Now we can see that the results data frame has information about the parameters, including forcing coefficient values (whether the oscillation is damped, driven, harmonic, etc.) and p-values. Let’s look at how the fit and parameters turned out for our initial sample.
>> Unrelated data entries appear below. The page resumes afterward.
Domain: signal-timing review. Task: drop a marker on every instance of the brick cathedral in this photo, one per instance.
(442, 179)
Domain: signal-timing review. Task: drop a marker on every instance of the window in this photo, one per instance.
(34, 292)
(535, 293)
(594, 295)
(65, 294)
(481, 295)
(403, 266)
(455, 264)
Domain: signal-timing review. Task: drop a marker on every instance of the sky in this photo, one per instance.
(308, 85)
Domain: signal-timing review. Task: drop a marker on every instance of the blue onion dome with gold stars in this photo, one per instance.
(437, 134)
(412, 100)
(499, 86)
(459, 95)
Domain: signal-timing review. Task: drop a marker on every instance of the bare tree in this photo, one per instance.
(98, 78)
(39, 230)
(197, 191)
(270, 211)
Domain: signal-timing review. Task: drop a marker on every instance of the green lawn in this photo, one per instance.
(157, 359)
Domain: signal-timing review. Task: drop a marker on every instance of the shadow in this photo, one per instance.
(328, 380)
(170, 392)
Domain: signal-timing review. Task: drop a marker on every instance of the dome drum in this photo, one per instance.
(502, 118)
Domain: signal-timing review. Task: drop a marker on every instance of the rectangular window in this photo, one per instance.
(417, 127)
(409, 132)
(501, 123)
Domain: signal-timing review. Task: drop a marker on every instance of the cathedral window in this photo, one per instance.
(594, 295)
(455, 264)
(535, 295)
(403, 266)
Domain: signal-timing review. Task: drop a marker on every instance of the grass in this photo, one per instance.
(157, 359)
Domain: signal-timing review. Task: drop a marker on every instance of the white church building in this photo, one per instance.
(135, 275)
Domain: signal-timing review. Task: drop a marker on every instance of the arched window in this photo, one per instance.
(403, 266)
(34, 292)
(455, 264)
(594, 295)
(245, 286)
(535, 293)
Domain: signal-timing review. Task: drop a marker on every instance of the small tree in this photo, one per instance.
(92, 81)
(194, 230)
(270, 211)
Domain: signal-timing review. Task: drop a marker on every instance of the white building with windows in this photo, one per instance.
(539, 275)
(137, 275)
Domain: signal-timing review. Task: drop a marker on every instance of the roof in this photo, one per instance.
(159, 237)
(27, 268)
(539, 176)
Here we add the fitted values to our plot in black and print the parameters to the console.

# assign the fit to the visualization data frame
ribbon.df$Fit <- t(results[samp,(17+(length(tp)*num_reps)):ncol(results)])

# visualize, with shading for each row
# add Fit line
p <- p +
  geom_line(data = ribbon.df,
            aes_string(x="Times",y="Fit"),
            colour="black")

suppressWarnings(p) # to ignore warnings for missing values

# print sample's parameters
cat(paste0("Gene Name: ",results$`Gene Name`[samp],"\n",
           "Convergence:", results$Convergence[samp],"\n",
           "Iterations:",results$Iterations[samp],"\n",
           "Forcing Coefficient:", results$Forcing.Coefficient[samp],"\n",
           "Oscillation Type:",results$`Oscillation Type`[samp],"\n",
           "Amplitude", results$Amplitude[samp],"\n",
           "Radian.Frequency:",results$Radian.Frequency[samp],"\n",
           "Period:",results$Period[samp],"\n",
           "Phase Shift:",results$`Phase Shift`[samp],"\n",
           "Hours Shifted:",results$`Hours Shifted`[samp],"\n",
           "P-Value:",results$`P-Value`[samp],"\n",
           "BH Adj P-Value:",results$`BH Adj P-Value`[samp],"\n",
           "BY Adj P-Value:",results$`BY Adj P-Value`[samp],"\n"))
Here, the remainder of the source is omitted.